L’homme recherche le bonheur et on lui a fait croire qu’il le trouverait dans une société basée sur la consommation, en consommant toujours plus de biens matériels, ce qui est sans fin car pour que nos sociétés perdurent il faut toujours consommer plus. Nous en voyons aujourd’hui les limites car si la consommation s’arrête nos sociétés se délitent, elles n’ont plus de carburant et le chaos s’installe.
Dans certains cas nous avons en outre des problèmes de restrictions des libertés individuelles, d’injustices sociales où les plus riches sont favorisés par rapport aux plus pauvres, où les services publics disparaissent, où la considération, le respect est directement proportionnel à la richesse.
Tout cela conduit à un chaos général qui se déclenche inéluctablement un jour ou l’autre pour aboutir à un autre ordre social, conformément au modèle de la nature.
IV – Ordre – Chaos et Franc-maconnerie
La G L D F est un ordre initiatique et nous voyons immédiatement ce que cela implique : l’ordre règne chez nous.
Essayons de voir si cet ordre est inspiré de la nature et si comme elle, l’ordre jailli du chaos.
Nous sommes tous des initiés et ce sera notre point de départ. Mais comment analyser cette initiation ?

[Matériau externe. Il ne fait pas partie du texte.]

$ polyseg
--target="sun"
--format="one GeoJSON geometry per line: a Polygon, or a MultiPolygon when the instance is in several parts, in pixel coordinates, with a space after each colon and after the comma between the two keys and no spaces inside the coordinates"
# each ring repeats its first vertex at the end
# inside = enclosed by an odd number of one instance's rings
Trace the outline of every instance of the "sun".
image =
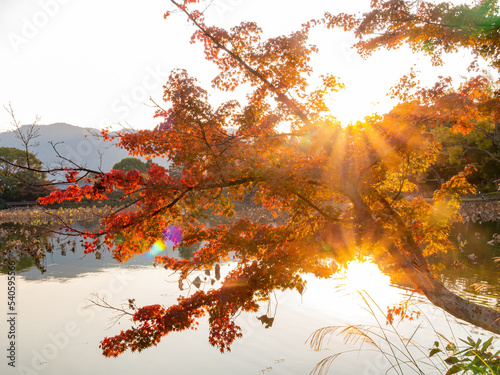
{"type": "Polygon", "coordinates": [[[368,260],[349,262],[343,278],[348,290],[365,291],[368,294],[387,290],[390,280],[391,278],[382,273],[376,264],[368,260]]]}

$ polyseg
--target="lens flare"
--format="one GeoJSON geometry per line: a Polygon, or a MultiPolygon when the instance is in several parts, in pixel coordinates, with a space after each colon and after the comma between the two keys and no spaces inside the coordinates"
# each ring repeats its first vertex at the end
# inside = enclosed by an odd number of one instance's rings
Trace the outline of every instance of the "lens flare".
{"type": "Polygon", "coordinates": [[[167,248],[167,244],[169,242],[172,245],[176,245],[182,240],[182,230],[176,225],[169,225],[163,231],[163,237],[157,240],[151,247],[149,248],[146,255],[148,257],[155,257],[164,251],[167,248]]]}
{"type": "Polygon", "coordinates": [[[173,245],[178,244],[182,240],[182,229],[176,225],[169,225],[163,231],[163,240],[170,241],[173,245]]]}

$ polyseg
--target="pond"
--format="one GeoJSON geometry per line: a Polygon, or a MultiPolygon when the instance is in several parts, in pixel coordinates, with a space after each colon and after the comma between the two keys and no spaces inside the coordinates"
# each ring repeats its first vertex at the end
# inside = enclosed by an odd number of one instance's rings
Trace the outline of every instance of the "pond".
{"type": "MultiPolygon", "coordinates": [[[[489,235],[490,229],[481,232],[487,233],[483,236],[489,235]]],[[[474,228],[457,230],[462,236],[476,233],[474,228]]],[[[61,249],[56,237],[51,241],[55,246],[42,264],[36,267],[25,262],[24,269],[16,272],[16,368],[8,366],[5,355],[10,329],[8,276],[0,275],[2,374],[308,374],[321,360],[339,352],[345,353],[332,363],[330,374],[384,374],[391,364],[367,343],[362,346],[359,341],[345,343],[345,335],[334,334],[323,350],[318,351],[306,341],[315,330],[325,326],[364,324],[377,330],[375,316],[382,328],[390,330],[377,308],[385,313],[388,306],[411,296],[404,287],[392,285],[390,278],[374,264],[353,262],[334,278],[306,277],[307,288],[302,295],[297,291],[276,292],[259,313],[241,314],[237,324],[243,329],[243,338],[236,340],[230,353],[220,354],[210,346],[208,324],[202,319],[196,331],[169,334],[157,347],[105,358],[99,342],[129,328],[131,323],[126,317],[113,321],[116,312],[92,305],[89,299],[99,295],[113,306],[126,306],[129,299],[135,299],[137,306],[158,303],[168,306],[188,291],[179,290],[177,276],[154,267],[151,256],[138,256],[126,264],[118,264],[107,252],[100,259],[93,254],[84,256],[79,242],[73,252],[61,249]],[[42,273],[40,269],[45,271],[42,273]],[[361,290],[366,293],[359,293],[361,290]],[[368,300],[369,307],[363,298],[368,300]],[[269,319],[262,319],[263,316],[273,317],[274,321],[269,324],[269,319]],[[266,322],[268,328],[263,324],[266,322]]],[[[439,262],[445,264],[441,278],[448,286],[495,306],[498,276],[496,264],[490,259],[495,249],[488,246],[485,241],[483,245],[471,239],[460,258],[463,265],[452,265],[456,255],[443,257],[439,262]],[[481,258],[468,258],[471,252],[479,250],[481,258]],[[493,287],[477,292],[472,285],[480,281],[493,287]]],[[[171,248],[166,251],[171,253],[171,248]]],[[[231,267],[231,263],[223,264],[221,273],[231,267]]],[[[412,342],[423,348],[424,353],[419,353],[419,357],[428,354],[436,340],[435,331],[449,338],[453,335],[465,338],[469,334],[491,336],[456,322],[422,297],[414,295],[411,301],[415,303],[412,309],[422,315],[398,323],[397,331],[405,337],[413,335],[412,342]]],[[[391,337],[393,340],[396,336],[391,337]]],[[[422,366],[426,374],[439,373],[422,366]]],[[[404,373],[414,372],[407,368],[404,373]]]]}

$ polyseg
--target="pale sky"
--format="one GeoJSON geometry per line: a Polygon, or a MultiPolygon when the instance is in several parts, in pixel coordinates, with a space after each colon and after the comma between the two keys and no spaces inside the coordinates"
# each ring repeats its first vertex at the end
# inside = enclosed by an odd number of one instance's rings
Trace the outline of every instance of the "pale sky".
{"type": "MultiPolygon", "coordinates": [[[[356,12],[368,4],[214,0],[206,15],[207,23],[223,27],[256,21],[266,35],[276,36],[324,11],[356,12]]],[[[39,115],[41,124],[154,127],[158,120],[149,97],[161,102],[171,69],[186,68],[206,89],[215,73],[203,59],[202,46],[189,44],[194,29],[185,18],[163,19],[168,9],[168,0],[0,0],[0,104],[10,102],[23,124],[39,115]]],[[[349,49],[354,42],[349,33],[315,32],[312,38],[321,50],[314,66],[346,84],[331,107],[342,121],[389,110],[394,103],[385,94],[415,62],[429,83],[438,74],[464,71],[467,64],[455,54],[446,67],[431,69],[429,58],[404,49],[362,60],[349,49]]],[[[0,107],[0,131],[11,129],[9,121],[0,107]]]]}

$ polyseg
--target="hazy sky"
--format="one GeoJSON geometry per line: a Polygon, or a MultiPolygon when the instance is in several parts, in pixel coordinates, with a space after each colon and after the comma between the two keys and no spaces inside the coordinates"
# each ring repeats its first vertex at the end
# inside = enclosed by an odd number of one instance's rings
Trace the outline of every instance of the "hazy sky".
{"type": "MultiPolygon", "coordinates": [[[[266,35],[275,36],[324,11],[354,12],[368,4],[214,0],[206,15],[208,23],[224,27],[256,21],[266,35]]],[[[0,104],[10,102],[23,124],[38,114],[41,124],[155,126],[149,97],[161,102],[171,69],[188,69],[206,88],[215,72],[203,60],[202,46],[189,44],[193,29],[185,18],[163,19],[168,9],[168,0],[0,0],[0,104]]],[[[407,50],[381,51],[362,60],[349,49],[354,41],[349,33],[316,32],[312,38],[321,49],[314,66],[346,84],[331,108],[343,121],[388,110],[385,93],[415,62],[424,67],[429,82],[436,74],[462,70],[466,63],[456,54],[449,59],[451,65],[428,70],[427,57],[407,50]]],[[[0,107],[0,131],[11,128],[9,121],[0,107]]]]}

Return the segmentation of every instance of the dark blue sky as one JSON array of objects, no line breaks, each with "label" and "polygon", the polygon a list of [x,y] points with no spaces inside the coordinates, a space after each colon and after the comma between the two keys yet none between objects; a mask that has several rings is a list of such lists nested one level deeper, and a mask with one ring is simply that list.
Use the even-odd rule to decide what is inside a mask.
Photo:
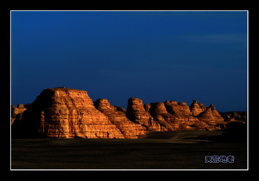
[{"label": "dark blue sky", "polygon": [[247,110],[247,11],[12,11],[11,20],[15,106],[64,87],[126,109],[133,97]]}]

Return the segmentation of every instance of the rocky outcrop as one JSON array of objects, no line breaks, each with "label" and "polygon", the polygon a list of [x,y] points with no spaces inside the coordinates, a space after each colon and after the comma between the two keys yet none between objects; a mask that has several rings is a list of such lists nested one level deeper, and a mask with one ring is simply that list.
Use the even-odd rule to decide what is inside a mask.
[{"label": "rocky outcrop", "polygon": [[189,107],[174,101],[143,105],[131,97],[126,110],[105,99],[93,102],[87,92],[64,87],[45,89],[31,104],[11,110],[15,138],[135,138],[149,131],[210,130],[226,124],[212,104],[205,109],[195,100]]},{"label": "rocky outcrop", "polygon": [[149,109],[150,109],[150,107],[151,106],[148,103],[146,103],[144,104],[144,109],[145,109],[145,110],[146,111],[148,112],[148,111],[149,110]]},{"label": "rocky outcrop", "polygon": [[246,120],[247,119],[247,112],[240,112],[239,113],[236,111],[229,112],[227,114],[223,115],[222,117],[225,121]]},{"label": "rocky outcrop", "polygon": [[20,104],[17,105],[17,108],[13,105],[11,105],[11,125],[13,124],[16,118],[17,120],[16,121],[20,122],[21,115],[18,116],[17,118],[16,118],[16,116],[20,113],[20,114],[22,114],[25,110],[30,107],[30,104],[28,104],[24,105]]},{"label": "rocky outcrop", "polygon": [[224,119],[219,113],[218,112],[217,114],[213,109],[211,107],[207,107],[205,110],[201,113],[196,117],[208,124],[208,126],[206,128],[209,130],[226,128],[227,123],[224,122]]},{"label": "rocky outcrop", "polygon": [[65,87],[43,90],[23,112],[26,137],[124,138],[86,91]]},{"label": "rocky outcrop", "polygon": [[192,103],[190,106],[190,110],[194,116],[199,115],[199,114],[203,112],[202,109],[197,103],[197,101],[196,100],[192,101]]},{"label": "rocky outcrop", "polygon": [[[104,113],[108,119],[119,129],[125,138],[136,138],[145,135],[146,128],[139,124],[134,123],[126,117],[126,110],[119,106],[113,106],[105,99],[94,102],[95,108]],[[124,111],[125,110],[125,111]]]},{"label": "rocky outcrop", "polygon": [[189,107],[186,103],[184,103],[182,102],[179,105],[176,101],[166,101],[164,103],[167,112],[177,117],[179,120],[178,129],[205,130],[208,125],[192,116],[190,110],[188,109]]},{"label": "rocky outcrop", "polygon": [[126,116],[133,122],[145,127],[148,130],[160,129],[159,124],[146,111],[142,101],[137,98],[131,97],[129,99]]}]

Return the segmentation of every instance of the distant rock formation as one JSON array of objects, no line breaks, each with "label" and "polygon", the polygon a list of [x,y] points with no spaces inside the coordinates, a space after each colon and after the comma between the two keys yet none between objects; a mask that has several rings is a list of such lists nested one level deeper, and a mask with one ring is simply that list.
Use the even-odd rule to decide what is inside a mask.
[{"label": "distant rock formation", "polygon": [[226,124],[213,105],[195,100],[189,107],[174,101],[144,105],[131,97],[126,110],[64,87],[45,89],[31,104],[11,110],[15,138],[136,138],[149,131],[211,130]]},{"label": "distant rock formation", "polygon": [[42,91],[23,112],[20,126],[24,137],[124,138],[87,92],[64,87]]},{"label": "distant rock formation", "polygon": [[11,125],[13,124],[14,120],[20,122],[22,118],[22,114],[23,112],[30,107],[30,104],[28,104],[24,105],[19,104],[17,108],[13,105],[11,105]]},{"label": "distant rock formation", "polygon": [[137,98],[131,97],[128,101],[126,116],[134,123],[139,124],[149,131],[159,131],[160,126],[146,111],[142,101]]},{"label": "distant rock formation", "polygon": [[145,127],[131,121],[126,117],[126,110],[119,106],[114,106],[105,99],[99,99],[93,102],[95,108],[104,113],[112,124],[115,126],[125,138],[136,138],[145,135]]},{"label": "distant rock formation", "polygon": [[247,119],[247,111],[244,111],[238,113],[236,111],[229,112],[222,116],[225,121],[234,121],[237,120],[245,120]]}]

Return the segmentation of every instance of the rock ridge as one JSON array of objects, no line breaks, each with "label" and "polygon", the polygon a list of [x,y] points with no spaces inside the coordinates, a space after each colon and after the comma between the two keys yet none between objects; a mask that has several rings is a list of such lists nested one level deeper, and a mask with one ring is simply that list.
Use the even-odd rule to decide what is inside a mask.
[{"label": "rock ridge", "polygon": [[196,100],[189,107],[131,97],[126,110],[64,87],[45,89],[31,104],[11,105],[11,111],[13,138],[137,138],[150,131],[211,130],[227,124],[213,105]]}]

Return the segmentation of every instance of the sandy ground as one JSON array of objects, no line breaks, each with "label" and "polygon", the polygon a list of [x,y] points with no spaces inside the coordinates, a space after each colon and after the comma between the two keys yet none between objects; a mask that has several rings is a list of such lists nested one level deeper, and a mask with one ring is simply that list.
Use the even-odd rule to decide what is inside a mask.
[{"label": "sandy ground", "polygon": [[[11,140],[10,168],[247,169],[247,127],[237,127],[151,132],[138,139]],[[205,163],[214,156],[234,156],[234,161]]]}]

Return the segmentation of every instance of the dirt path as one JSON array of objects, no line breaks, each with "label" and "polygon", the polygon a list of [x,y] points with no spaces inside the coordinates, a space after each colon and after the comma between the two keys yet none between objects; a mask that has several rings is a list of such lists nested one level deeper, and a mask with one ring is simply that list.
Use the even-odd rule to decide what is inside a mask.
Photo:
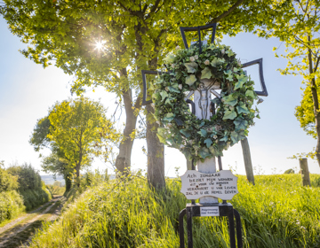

C’est en fait une déconstruction, une déstructuration de notre Etre par des symboles, par une plongée dans un cabinet de réflexion, par une cérémonie effectuée les yeux bandés avec des bruits inquiétants, des paroles prononcées de manière solennelle par quelqu’un d’invisible. Cérémonie essayant d’installer en nous le chaos, la confusion, afin et nous le comprendrons plus tard de nous amener à une réflexion sur ce que nous sommes et ce que nous voulons être.
On veut changer notre être profond, « notre nature ontologique » selon Guenon, mais ce n’est pas un changement vers le bas, non nous devons progresser vers la connaissance plutôt que le savoir.
Après ce chaos nous poursuivons notre chemin dans l’ordre, la sérénité, la réflexion, d’abord en silence jusqu’au grade de compagnon, puis en participant aux débats de la loge jusqu’au grade de maître ou nous allons à nouveau franchir un niveau.
L’exaltation à la maîtrise sera alors pour nous un nouveau chaos nous entrainant vers une recherche, une réflexion plus riche, plus approfondie sur la spiritualité.
Nous avons donc eu le chaos de l’initiation puis une phase que je qualifierai en reprenant le terme appliqué aux phénomènes naturels, de « transition de phase »avant d’arriver à un nouveau chaos que sera le psychodrame du mythe de la mort d’Hiram.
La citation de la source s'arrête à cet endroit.